Even one block can trigger internal checks if your number is new or already under review.

2. It is also influenced by the ratio of your behaviour

Not just percentages. Meta looks at:

A. Outbound vs Inbound ratio

If you send a lot more messages out than you receive back, it looks like spam.

A healthy account has:

  • many messages flowing in
  • many users replying
  • fewer messages going out than coming in

A risky account has:

  • a high volume of outbound messages
  • few replies
  • many ignored messages

B. Time-based spikes

Sending too many messages in too short a period looks automated.

Meta detects:

  • messages per minute
  • bursts per hour
  • unnatural timing (perfectly spaced intervals, same message to many users at once)

These create “automation flags”.

C. Message variation

If content is too similar, it increases risk.

Repetition signals:

  • bot
  • broadcast
  • unsolicited marketing

3. The history of your number is a major factor

Your number earns a kind of “trust score” over time.

New number = extremely fragile

Any:

  • spike
  • block
  • pattern
  • high outbound ratio
  • low response rate

can cause immediate review.

Aged number = more tolerant

If your number has:

  • months or years of usage
  • lots of organic chats
  • saved contacts
  • high reply rates
  • low block history

…it is much harder to ban.

Old numbers with strong history get “benefit of the doubt”

This is why businesses that use a number for years with regular customer conversations can send more without issues.

Old number with poor history stays fragile

If the number has:

  • many blocks in the past
  • previous restrictions
  • previous automation patterns
  • history of mass sending

…the system “remembers” and flags sooner.

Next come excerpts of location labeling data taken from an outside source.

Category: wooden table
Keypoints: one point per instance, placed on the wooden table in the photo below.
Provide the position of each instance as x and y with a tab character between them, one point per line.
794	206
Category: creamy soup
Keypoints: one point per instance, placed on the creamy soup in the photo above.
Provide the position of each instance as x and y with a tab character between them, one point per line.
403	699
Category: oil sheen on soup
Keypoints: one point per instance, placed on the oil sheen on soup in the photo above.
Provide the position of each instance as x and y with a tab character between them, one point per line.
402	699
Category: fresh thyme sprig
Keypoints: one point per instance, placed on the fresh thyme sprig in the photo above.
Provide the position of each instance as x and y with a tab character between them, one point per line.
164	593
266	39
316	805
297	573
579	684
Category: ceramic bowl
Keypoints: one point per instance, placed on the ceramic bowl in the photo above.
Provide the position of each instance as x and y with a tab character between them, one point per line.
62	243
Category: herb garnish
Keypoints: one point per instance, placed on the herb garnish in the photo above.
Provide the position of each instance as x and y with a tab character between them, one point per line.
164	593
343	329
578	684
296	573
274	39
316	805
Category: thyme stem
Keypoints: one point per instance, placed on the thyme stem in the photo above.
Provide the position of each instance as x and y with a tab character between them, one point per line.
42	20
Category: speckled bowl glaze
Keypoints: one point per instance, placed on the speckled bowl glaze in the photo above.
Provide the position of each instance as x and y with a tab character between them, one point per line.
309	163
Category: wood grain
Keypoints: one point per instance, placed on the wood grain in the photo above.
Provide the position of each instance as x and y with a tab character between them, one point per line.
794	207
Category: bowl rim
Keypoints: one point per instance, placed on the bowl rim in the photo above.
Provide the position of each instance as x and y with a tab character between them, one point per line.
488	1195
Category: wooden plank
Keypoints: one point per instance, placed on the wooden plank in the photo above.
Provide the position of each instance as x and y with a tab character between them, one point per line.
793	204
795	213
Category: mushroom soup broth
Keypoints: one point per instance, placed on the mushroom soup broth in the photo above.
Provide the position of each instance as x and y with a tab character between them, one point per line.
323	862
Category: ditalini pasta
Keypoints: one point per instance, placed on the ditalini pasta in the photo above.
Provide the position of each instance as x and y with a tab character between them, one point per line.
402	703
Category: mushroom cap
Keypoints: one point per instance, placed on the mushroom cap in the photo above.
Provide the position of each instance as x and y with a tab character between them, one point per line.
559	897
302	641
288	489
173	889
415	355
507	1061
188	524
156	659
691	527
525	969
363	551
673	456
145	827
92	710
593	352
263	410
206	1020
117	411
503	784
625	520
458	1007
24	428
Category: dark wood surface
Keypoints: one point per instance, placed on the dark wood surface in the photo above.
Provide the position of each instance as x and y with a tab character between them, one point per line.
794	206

4. What actually triggers the ban is a combined score

Meta uses something like a weighted risk score, which includes:

1. Block rate

Strongest signal
Percentage based
Time-window based (recent activity counts more)

2. Engagement rate

Low reply rate = risky
High reply rate = safe

3. Message velocity

Speed of sending
Patterns in timing
Burst behaviour

4. Message similarity

Same wording to many users

5. Number age and trust level

Newer number = more sensitive
Older number = more forgiving

6. Automation footprint

Unnatural timing
Consistent intervals
Repeated patterns
Device signature mismatches

When the combined score crosses Meta’s internal threshold, the number is:

  • rate-limited
  • restricted
  • temporarily banned
  • permanently banned

depending on severity.

5. Important: Blocks are not only caused by outbound activity

Meta also checks:

A. How many people view your message but do not reply

Silent reads count as “weak engagement”.
Too many silent reads + high outbound = spam profile.

B. Session behaviour

Multiple logins
Multiple devices
API-like patterns
Session replays
Frequent reconnects

These look like bot behaviour.

6. How to calculate YOUR safe limit

Use this simple rule:

Safe hourly limit = (Total people who have replied at least once) ÷ 10

Example:

  • 400 people replied before
  • Safe sends per hour = 40
  • 600 responders = 60
  • 1200 responders = 120

This adjusts the limit to your number’s true “trust level”.

Final Summary

WhatsApp bans are based on a mix of:

• percentage block rate

• reply rate

• speed of sending

• similarity of messages

• history of previous behaviour

• number age

• engagement levels

• signs of automation

It is not one metric.
It is not just volume.
It is a combined behavioural model.

So automating WhatsApp you must stay below the behavioural thresholds because Meta expects human behaviour, not automation.